Namun, kata Faisal, di dalam APBN saat ini ada istilah subsidi BBM dan dana kompensasi. Menurut dia, dana subsidi BBM dibayarnya lancar, sedangkan dana kompensasi dibayarnya suka-suka pemerintah.

"Karena banyak ditugaskan maka menempatkan tagihan pemerintah sebagai tagihan jangka panjang dibayar syukur, gak dibayar masa bodo deh. Jadi merusak sendi-sendi bernegara yang sehat menurut saya," tuturnya.

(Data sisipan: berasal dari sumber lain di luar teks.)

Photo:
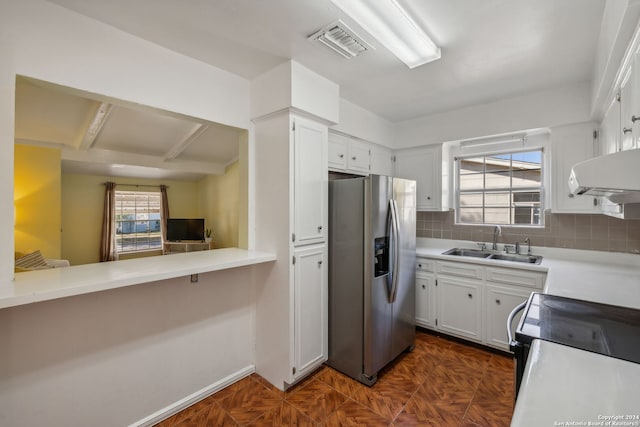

Contoh lainnya, kata Faisal, pembayaran parkir bandara di Bandara Internasional Soekarno-Hatta beberapa waktu lalu yang mesti menggunakan kartu e-Money. Kebijakan ini dianggap merepotkan karena semua warga yang masuk ke bandara lantaran harus memiliki kartu yang dibeli dari Bank Mandiri.

Menurut Faisal, privatisasi perusahaan pelat merah dan upaya membesarkan BUMN yang anti-persaingan justru membuat kompetisi menjadi semakin rendah. Efeknya, kata Faisal, kesejahteraan masyarakat justru akan menurun.

"Jadi ini anti persaingan. Bahkan kalau dilihat, saya jadi sangat maklum kalau pertumbuhan ekonomi Indonesia makin lama makin lambat. Karena percayalah makin besar peran BUMN dalam perekonomian semakin sengsara rakyat," ucapnya.

Faisal menekankan dirinya tidak anti BUMN. Namun, Faisal berharap BUMN memiliki efek eksternal yang positif dan memberikan terhadap ekonomi masyarakat.

"Saya bukan anti BUMN sekali, tidak. BUMN-BUMN hidupnya adalah karena dia mengemban misi negara yang kita sebut dalam ekonomi itu memiliki eksternalitas positif yang besar punya social impact yang besar," tuturnya.